Hay más pudor para jugar, mayor autocrítica, una relación menos relajada con el error. El cronista relató a Boca, vio a varios de los otros equipos y la conclusión es esa: sin arriesgar que se juega mejor, porque esto involucra muchos aspectos, es evidente que la mayoría juzga con menos indulgencia el hecho de perder la pelota. El que la tiene, la tiene, sería una de las premisas del juego que se pueden apreciar.
Y me quedo con la pelota como valor en sí mismo, más allá de por dónde la hago caminar. Por eso puede darse un partido no muy reprochable pero chato y sin vuelo en el primer tiempo de Boca-All Boys, así como –por los mismos caminos de tenencia y prolijidad– un espectáculo intenso y de a ratos vibrante en la segunda parte.

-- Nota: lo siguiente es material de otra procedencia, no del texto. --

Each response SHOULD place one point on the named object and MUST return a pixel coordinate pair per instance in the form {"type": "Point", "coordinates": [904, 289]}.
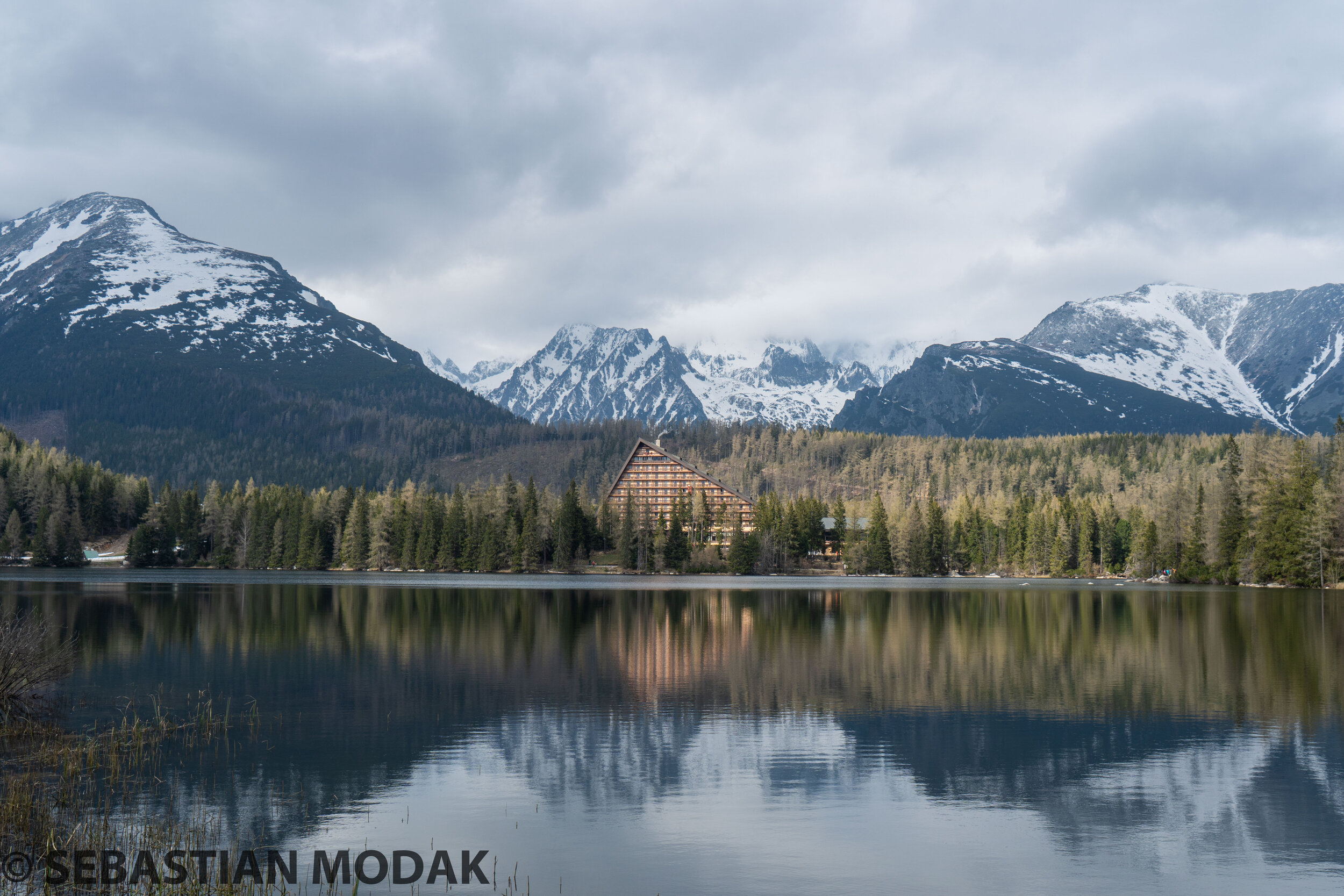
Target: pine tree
{"type": "Point", "coordinates": [937, 539]}
{"type": "Point", "coordinates": [1233, 524]}
{"type": "Point", "coordinates": [878, 551]}
{"type": "Point", "coordinates": [744, 550]}
{"type": "Point", "coordinates": [842, 527]}
{"type": "Point", "coordinates": [1195, 556]}
{"type": "Point", "coordinates": [630, 543]}
{"type": "Point", "coordinates": [11, 542]}
{"type": "Point", "coordinates": [1318, 553]}
{"type": "Point", "coordinates": [1086, 539]}
{"type": "Point", "coordinates": [1060, 550]}
{"type": "Point", "coordinates": [354, 550]}
{"type": "Point", "coordinates": [678, 550]}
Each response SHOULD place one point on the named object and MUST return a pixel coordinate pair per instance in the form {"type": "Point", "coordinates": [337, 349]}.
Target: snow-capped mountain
{"type": "Point", "coordinates": [1002, 388]}
{"type": "Point", "coordinates": [484, 377]}
{"type": "Point", "coordinates": [883, 362]}
{"type": "Point", "coordinates": [791, 383]}
{"type": "Point", "coordinates": [597, 372]}
{"type": "Point", "coordinates": [600, 372]}
{"type": "Point", "coordinates": [1272, 356]}
{"type": "Point", "coordinates": [109, 265]}
{"type": "Point", "coordinates": [130, 343]}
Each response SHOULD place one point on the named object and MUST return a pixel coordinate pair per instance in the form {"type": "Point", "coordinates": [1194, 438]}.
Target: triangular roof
{"type": "Point", "coordinates": [671, 457]}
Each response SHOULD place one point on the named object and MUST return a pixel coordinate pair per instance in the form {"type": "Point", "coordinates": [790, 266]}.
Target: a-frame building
{"type": "Point", "coordinates": [654, 478]}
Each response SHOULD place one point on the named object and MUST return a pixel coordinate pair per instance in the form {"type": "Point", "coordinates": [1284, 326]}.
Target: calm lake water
{"type": "Point", "coordinates": [754, 736]}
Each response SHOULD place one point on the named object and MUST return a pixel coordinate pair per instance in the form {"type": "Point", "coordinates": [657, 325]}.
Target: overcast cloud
{"type": "Point", "coordinates": [472, 175]}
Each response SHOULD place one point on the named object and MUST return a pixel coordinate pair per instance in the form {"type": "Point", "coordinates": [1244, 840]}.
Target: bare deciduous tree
{"type": "Point", "coordinates": [33, 660]}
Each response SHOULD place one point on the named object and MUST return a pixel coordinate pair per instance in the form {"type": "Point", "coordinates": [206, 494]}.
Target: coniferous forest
{"type": "Point", "coordinates": [1254, 508]}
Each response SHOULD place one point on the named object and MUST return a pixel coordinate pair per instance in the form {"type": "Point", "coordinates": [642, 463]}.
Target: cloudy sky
{"type": "Point", "coordinates": [472, 175]}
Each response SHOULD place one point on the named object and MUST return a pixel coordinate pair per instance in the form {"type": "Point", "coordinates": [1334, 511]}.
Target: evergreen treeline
{"type": "Point", "coordinates": [1250, 508]}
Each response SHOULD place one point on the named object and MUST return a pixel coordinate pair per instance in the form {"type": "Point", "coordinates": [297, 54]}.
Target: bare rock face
{"type": "Point", "coordinates": [609, 372]}
{"type": "Point", "coordinates": [1003, 389]}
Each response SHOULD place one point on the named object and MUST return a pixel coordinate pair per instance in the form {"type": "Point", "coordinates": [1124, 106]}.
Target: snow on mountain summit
{"type": "Point", "coordinates": [104, 262]}
{"type": "Point", "coordinates": [593, 372]}
{"type": "Point", "coordinates": [1167, 338]}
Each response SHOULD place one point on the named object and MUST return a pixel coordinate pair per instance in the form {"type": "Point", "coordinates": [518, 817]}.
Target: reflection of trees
{"type": "Point", "coordinates": [1233, 655]}
{"type": "Point", "coordinates": [621, 698]}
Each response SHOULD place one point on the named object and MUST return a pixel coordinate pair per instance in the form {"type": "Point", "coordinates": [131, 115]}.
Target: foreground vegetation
{"type": "Point", "coordinates": [1253, 508]}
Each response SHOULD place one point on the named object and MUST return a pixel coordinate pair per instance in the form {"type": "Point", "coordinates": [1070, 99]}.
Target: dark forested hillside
{"type": "Point", "coordinates": [132, 345]}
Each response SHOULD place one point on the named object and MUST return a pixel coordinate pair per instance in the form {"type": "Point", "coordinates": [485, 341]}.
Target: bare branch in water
{"type": "Point", "coordinates": [33, 660]}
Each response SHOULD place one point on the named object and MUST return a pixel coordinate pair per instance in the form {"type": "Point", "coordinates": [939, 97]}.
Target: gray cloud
{"type": "Point", "coordinates": [1194, 173]}
{"type": "Point", "coordinates": [469, 176]}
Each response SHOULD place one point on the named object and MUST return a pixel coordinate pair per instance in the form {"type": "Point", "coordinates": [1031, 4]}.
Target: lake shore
{"type": "Point", "coordinates": [573, 580]}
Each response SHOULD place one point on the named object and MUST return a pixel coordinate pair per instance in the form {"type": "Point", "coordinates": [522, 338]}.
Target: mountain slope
{"type": "Point", "coordinates": [1268, 355]}
{"type": "Point", "coordinates": [1003, 388]}
{"type": "Point", "coordinates": [171, 356]}
{"type": "Point", "coordinates": [601, 372]}
{"type": "Point", "coordinates": [590, 372]}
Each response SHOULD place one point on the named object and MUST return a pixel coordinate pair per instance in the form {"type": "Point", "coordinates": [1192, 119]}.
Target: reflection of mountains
{"type": "Point", "coordinates": [1149, 785]}
{"type": "Point", "coordinates": [983, 695]}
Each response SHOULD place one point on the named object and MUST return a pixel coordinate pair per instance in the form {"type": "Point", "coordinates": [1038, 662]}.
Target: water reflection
{"type": "Point", "coordinates": [1151, 738]}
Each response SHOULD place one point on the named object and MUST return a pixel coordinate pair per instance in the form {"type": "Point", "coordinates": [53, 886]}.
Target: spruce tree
{"type": "Point", "coordinates": [878, 551]}
{"type": "Point", "coordinates": [678, 550]}
{"type": "Point", "coordinates": [842, 526]}
{"type": "Point", "coordinates": [11, 542]}
{"type": "Point", "coordinates": [937, 539]}
{"type": "Point", "coordinates": [1195, 556]}
{"type": "Point", "coordinates": [630, 543]}
{"type": "Point", "coordinates": [744, 550]}
{"type": "Point", "coordinates": [1233, 524]}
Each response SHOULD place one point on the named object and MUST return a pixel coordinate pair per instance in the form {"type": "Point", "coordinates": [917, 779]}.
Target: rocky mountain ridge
{"type": "Point", "coordinates": [592, 372]}
{"type": "Point", "coordinates": [1273, 356]}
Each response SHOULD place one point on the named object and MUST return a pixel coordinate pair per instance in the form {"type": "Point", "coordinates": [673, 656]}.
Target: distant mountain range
{"type": "Point", "coordinates": [151, 351]}
{"type": "Point", "coordinates": [1235, 361]}
{"type": "Point", "coordinates": [598, 372]}
{"type": "Point", "coordinates": [138, 346]}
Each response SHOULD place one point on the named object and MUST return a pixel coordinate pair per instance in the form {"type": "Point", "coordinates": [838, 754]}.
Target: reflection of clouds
{"type": "Point", "coordinates": [608, 761]}
{"type": "Point", "coordinates": [1249, 794]}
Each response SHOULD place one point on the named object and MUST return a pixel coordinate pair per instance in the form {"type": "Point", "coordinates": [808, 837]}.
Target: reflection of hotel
{"type": "Point", "coordinates": [663, 653]}
{"type": "Point", "coordinates": [655, 478]}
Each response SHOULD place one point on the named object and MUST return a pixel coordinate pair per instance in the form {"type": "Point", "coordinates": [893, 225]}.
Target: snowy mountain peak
{"type": "Point", "coordinates": [1167, 338]}
{"type": "Point", "coordinates": [104, 262]}
{"type": "Point", "coordinates": [589, 372]}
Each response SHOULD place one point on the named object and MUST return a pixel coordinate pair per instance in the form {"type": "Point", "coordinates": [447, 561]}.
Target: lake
{"type": "Point", "coordinates": [686, 735]}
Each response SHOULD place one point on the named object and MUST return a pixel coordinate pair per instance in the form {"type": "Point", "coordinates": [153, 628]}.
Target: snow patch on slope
{"type": "Point", "coordinates": [1167, 338]}
{"type": "Point", "coordinates": [50, 241]}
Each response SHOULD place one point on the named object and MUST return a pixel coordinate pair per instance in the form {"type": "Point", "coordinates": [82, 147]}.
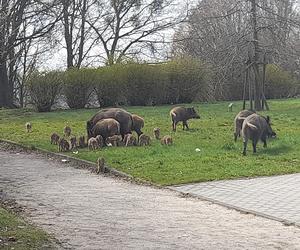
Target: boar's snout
{"type": "Point", "coordinates": [273, 134]}
{"type": "Point", "coordinates": [193, 113]}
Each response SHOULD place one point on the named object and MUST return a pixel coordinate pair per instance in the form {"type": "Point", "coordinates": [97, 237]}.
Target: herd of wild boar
{"type": "Point", "coordinates": [114, 126]}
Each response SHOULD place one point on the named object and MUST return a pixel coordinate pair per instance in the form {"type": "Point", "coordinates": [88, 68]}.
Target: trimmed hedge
{"type": "Point", "coordinates": [78, 86]}
{"type": "Point", "coordinates": [179, 81]}
{"type": "Point", "coordinates": [280, 83]}
{"type": "Point", "coordinates": [44, 88]}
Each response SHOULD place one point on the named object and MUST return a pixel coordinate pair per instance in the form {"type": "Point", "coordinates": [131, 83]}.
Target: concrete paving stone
{"type": "Point", "coordinates": [277, 196]}
{"type": "Point", "coordinates": [87, 211]}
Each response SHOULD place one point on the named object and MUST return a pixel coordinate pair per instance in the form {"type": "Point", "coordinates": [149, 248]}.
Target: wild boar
{"type": "Point", "coordinates": [130, 140]}
{"type": "Point", "coordinates": [144, 140]}
{"type": "Point", "coordinates": [100, 165]}
{"type": "Point", "coordinates": [28, 127]}
{"type": "Point", "coordinates": [182, 114]}
{"type": "Point", "coordinates": [138, 124]}
{"type": "Point", "coordinates": [115, 141]}
{"type": "Point", "coordinates": [156, 133]}
{"type": "Point", "coordinates": [120, 115]}
{"type": "Point", "coordinates": [256, 127]}
{"type": "Point", "coordinates": [73, 142]}
{"type": "Point", "coordinates": [92, 143]}
{"type": "Point", "coordinates": [106, 128]}
{"type": "Point", "coordinates": [67, 131]}
{"type": "Point", "coordinates": [238, 122]}
{"type": "Point", "coordinates": [63, 145]}
{"type": "Point", "coordinates": [100, 141]}
{"type": "Point", "coordinates": [54, 138]}
{"type": "Point", "coordinates": [81, 142]}
{"type": "Point", "coordinates": [167, 140]}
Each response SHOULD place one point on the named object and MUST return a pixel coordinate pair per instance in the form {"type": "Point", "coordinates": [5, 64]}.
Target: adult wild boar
{"type": "Point", "coordinates": [238, 122]}
{"type": "Point", "coordinates": [120, 115]}
{"type": "Point", "coordinates": [256, 127]}
{"type": "Point", "coordinates": [138, 124]}
{"type": "Point", "coordinates": [182, 114]}
{"type": "Point", "coordinates": [106, 128]}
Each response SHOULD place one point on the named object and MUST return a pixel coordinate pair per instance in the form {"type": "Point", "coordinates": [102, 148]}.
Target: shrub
{"type": "Point", "coordinates": [280, 83]}
{"type": "Point", "coordinates": [147, 84]}
{"type": "Point", "coordinates": [187, 81]}
{"type": "Point", "coordinates": [43, 89]}
{"type": "Point", "coordinates": [78, 86]}
{"type": "Point", "coordinates": [110, 85]}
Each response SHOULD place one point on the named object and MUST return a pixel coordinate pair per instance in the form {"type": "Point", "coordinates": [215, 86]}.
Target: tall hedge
{"type": "Point", "coordinates": [78, 86]}
{"type": "Point", "coordinates": [44, 88]}
{"type": "Point", "coordinates": [146, 84]}
{"type": "Point", "coordinates": [280, 83]}
{"type": "Point", "coordinates": [187, 81]}
{"type": "Point", "coordinates": [111, 85]}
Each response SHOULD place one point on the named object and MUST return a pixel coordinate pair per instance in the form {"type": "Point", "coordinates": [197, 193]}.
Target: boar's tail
{"type": "Point", "coordinates": [251, 125]}
{"type": "Point", "coordinates": [241, 118]}
{"type": "Point", "coordinates": [172, 113]}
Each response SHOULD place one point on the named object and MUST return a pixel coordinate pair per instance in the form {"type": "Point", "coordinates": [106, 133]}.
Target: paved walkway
{"type": "Point", "coordinates": [86, 211]}
{"type": "Point", "coordinates": [275, 197]}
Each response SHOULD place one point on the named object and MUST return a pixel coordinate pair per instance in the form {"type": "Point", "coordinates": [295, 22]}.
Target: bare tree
{"type": "Point", "coordinates": [128, 27]}
{"type": "Point", "coordinates": [235, 36]}
{"type": "Point", "coordinates": [39, 16]}
{"type": "Point", "coordinates": [76, 32]}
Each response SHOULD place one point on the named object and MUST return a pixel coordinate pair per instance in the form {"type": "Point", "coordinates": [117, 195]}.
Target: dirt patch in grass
{"type": "Point", "coordinates": [17, 233]}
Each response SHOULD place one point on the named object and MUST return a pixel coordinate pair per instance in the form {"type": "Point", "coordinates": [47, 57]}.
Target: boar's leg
{"type": "Point", "coordinates": [235, 136]}
{"type": "Point", "coordinates": [264, 140]}
{"type": "Point", "coordinates": [254, 142]}
{"type": "Point", "coordinates": [184, 124]}
{"type": "Point", "coordinates": [245, 141]}
{"type": "Point", "coordinates": [174, 125]}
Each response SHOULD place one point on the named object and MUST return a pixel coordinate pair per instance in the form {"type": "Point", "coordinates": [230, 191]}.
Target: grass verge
{"type": "Point", "coordinates": [17, 234]}
{"type": "Point", "coordinates": [219, 157]}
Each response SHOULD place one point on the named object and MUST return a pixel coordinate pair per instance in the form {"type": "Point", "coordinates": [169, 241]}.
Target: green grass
{"type": "Point", "coordinates": [19, 235]}
{"type": "Point", "coordinates": [219, 158]}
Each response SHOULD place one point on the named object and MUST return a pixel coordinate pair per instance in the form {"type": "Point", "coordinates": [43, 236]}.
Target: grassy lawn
{"type": "Point", "coordinates": [219, 157]}
{"type": "Point", "coordinates": [17, 234]}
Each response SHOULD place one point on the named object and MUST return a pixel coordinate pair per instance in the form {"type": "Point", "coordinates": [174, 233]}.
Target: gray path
{"type": "Point", "coordinates": [86, 211]}
{"type": "Point", "coordinates": [277, 197]}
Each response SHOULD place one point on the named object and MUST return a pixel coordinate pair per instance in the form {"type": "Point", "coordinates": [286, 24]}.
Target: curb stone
{"type": "Point", "coordinates": [80, 163]}
{"type": "Point", "coordinates": [84, 164]}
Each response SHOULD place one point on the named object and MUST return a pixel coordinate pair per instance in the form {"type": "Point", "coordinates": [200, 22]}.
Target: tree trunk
{"type": "Point", "coordinates": [257, 89]}
{"type": "Point", "coordinates": [6, 92]}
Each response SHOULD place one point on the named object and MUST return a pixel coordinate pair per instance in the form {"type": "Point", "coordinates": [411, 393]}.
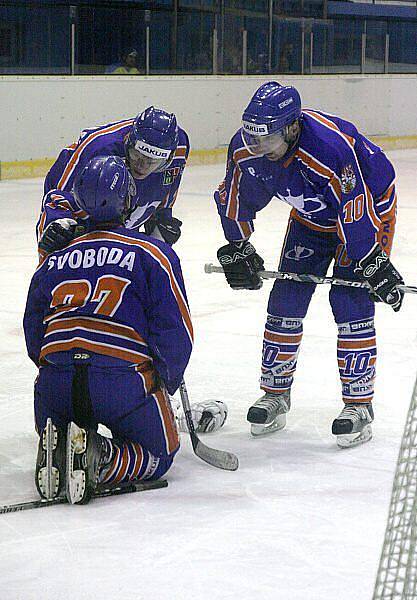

Hay que amoldarse: no están jugando mal aunque uno se aburra, ni demasiado bien en el rato entretenido. Pero cuando hay un gol de diferencia, o dos, como sucedió desde el minuto y medio del complemento en la Bombonera este sábado, los mismos atributos que hacen reprochable la calidad de un partido pueden condimentarlo y tornarlo plausible.
Otra vez reina la paridad y será difícil que las filas se estiren demasiado en las próximas fechas. Estar en el pelotón principal es para cualquiera, porque nadie tiene para pedalear acalambrando a los demás. Y parte de la escenografía será la discusión por los errores de los árbitros. Si uno aprecia la tarea de Vigliano como aceptable cuando se va a su casa, es porque no gravitó en el desenlace. Pero vaya a decírselo a los de Floresta cuando fueron a rezongarles a los árbitros el gol injustamente anulado a Borghello.
Boca pareció recuperar la memoria defensiva, aquella que no dejaba el asunto en manos de la línea de fondo y el arquero. Impresionó, cuando tuvo la ventaja, lo poco que le llegó un rival impetuoso como el que decidió ser All Boys. Se vio otra vez a un equipo al que cuesta meterle un gol.
Nos quedamos sin saber qué hubiera sucedido sin la injusticia que padeció Borghello; qué pasará cuando el resultado adverso convoque murmullos de desaprobación y cantos riquelmianos, esos que, cuando uno llega a la Bombonera, todavía flotan en el aire.